Detecting and Understanding Vulnerabilities in Language Models via Mechanistic Interpretability

Jorge García-Carrasco,Alejandro Maté,Juan Trujillo
DOI: https://doi.org/10.24963/ijcai.2024/43
2024-07-29
Abstract:Large Language Models (LLMs), characterized by being trained on broad amounts of data in a self-supervised manner, have shown impressive performance across a wide range of tasks. Indeed, their generative abilities have aroused interest on the application of LLMs across a wide range of contexts. However, neural networks in general, and LLMs in particular, are known to be vulnerable to adversarial attacks, where an imperceptible change to the input can mislead the output of the model. This is a serious concern that impedes the use of LLMs on high-stakes applications, such as healthcare, where a wrong prediction can imply serious consequences. Even though there are many efforts on making LLMs more robust to adversarial attacks, there are almost no works that study \emph{how} and \emph{where} these vulnerabilities that make LLMs prone to adversarial attacks happen.
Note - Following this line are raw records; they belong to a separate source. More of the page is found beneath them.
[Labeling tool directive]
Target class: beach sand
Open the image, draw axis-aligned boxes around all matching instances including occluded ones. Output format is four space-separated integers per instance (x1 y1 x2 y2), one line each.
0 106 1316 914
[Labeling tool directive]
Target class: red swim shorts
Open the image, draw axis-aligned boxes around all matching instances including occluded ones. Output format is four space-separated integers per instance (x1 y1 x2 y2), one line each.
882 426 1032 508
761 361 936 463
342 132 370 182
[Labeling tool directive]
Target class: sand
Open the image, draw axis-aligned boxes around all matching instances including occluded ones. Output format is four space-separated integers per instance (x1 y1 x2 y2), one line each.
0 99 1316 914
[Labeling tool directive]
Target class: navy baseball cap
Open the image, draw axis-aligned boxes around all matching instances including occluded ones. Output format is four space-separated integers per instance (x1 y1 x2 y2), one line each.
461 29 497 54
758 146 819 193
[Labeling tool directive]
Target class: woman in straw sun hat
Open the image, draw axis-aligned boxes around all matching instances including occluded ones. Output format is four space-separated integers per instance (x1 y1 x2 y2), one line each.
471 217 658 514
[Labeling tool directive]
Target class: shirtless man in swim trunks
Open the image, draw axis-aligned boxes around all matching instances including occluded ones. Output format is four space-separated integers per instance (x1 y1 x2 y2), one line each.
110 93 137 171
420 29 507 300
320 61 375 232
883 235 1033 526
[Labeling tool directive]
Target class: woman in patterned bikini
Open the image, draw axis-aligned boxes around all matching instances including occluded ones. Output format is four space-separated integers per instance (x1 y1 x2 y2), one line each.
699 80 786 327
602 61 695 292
Motivated by these facts, we explore how to localize and understand vulnerabilities, and propose a method, based on Mechanistic Interpretability (MI) techniques, to guide this process. Specifically, this method enables us to detect vulnerabilities related to a concrete task by (i) obtaining the subset of the model that is responsible for that task, (ii) generating adversarial samples for that task, and (iii) using MI techniques together with the previous samples to discover and understand the possible vulnerabilities. We showcase our method on a pretrained GPT-2 Small model carrying out the task of predicting 3-letter acronyms to demonstrate its effectiveness on locating and understanding concrete vulnerabilities of the model.
Machine Learning,Computation and Language,Cryptography and Security
What problem does this paper attempt to address?
The problem that this paper attempts to solve is the vulnerability of large - language models (LLMs) when facing adversarial attacks. Specifically, although LLMs perform well on many tasks, they are vulnerable to adversarial attacks, that is, tiny input perturbations can lead to incorrect model outputs. This vulnerability is especially concerning in high - risk applications (such as healthcare), because incorrect predictions may have serious consequences. Currently, although much work has been done to improve the robustness of LLMs against adversarial attacks, few studies have focused on the specific mechanisms of these vulnerabilities, that is, how and in which parts of the model these vulnerabilities occur. To this end, the author proposes a method based on Mechanistic Interpretability (MI) techniques, aiming to locate and understand the vulnerabilities in LLMs. This method is implemented through the following steps: 1. **Task description, dataset construction, and metric definition**: Clearly define the task or behavior to be studied, and construct the corresponding dataset and metric standards for evaluating the model's performance on this task. 2. **Circuit identification and understanding**: Use MI techniques such as activation patching to identify model components related to specific tasks, forming so - called "circuits". 3. **Adversarial sample generation**: Automatically generate adversarial samples for specific tasks, which will be used to detect potential vulnerabilities. 4. **Locating and understanding vulnerabilities**: Use the generated adversarial samples to conduct logit - attribution experiments, locate the model components affected by vulnerabilities, and further use MI techniques to understand the sources of vulnerabilities. Through this systematic method, the author hopes to gain a deeper understanding of the internal mechanisms of LLMs, thereby detecting, understanding, and ultimately mitigating or solving these vulnerabilities without additional adversarial training, while also avoiding possible side effects.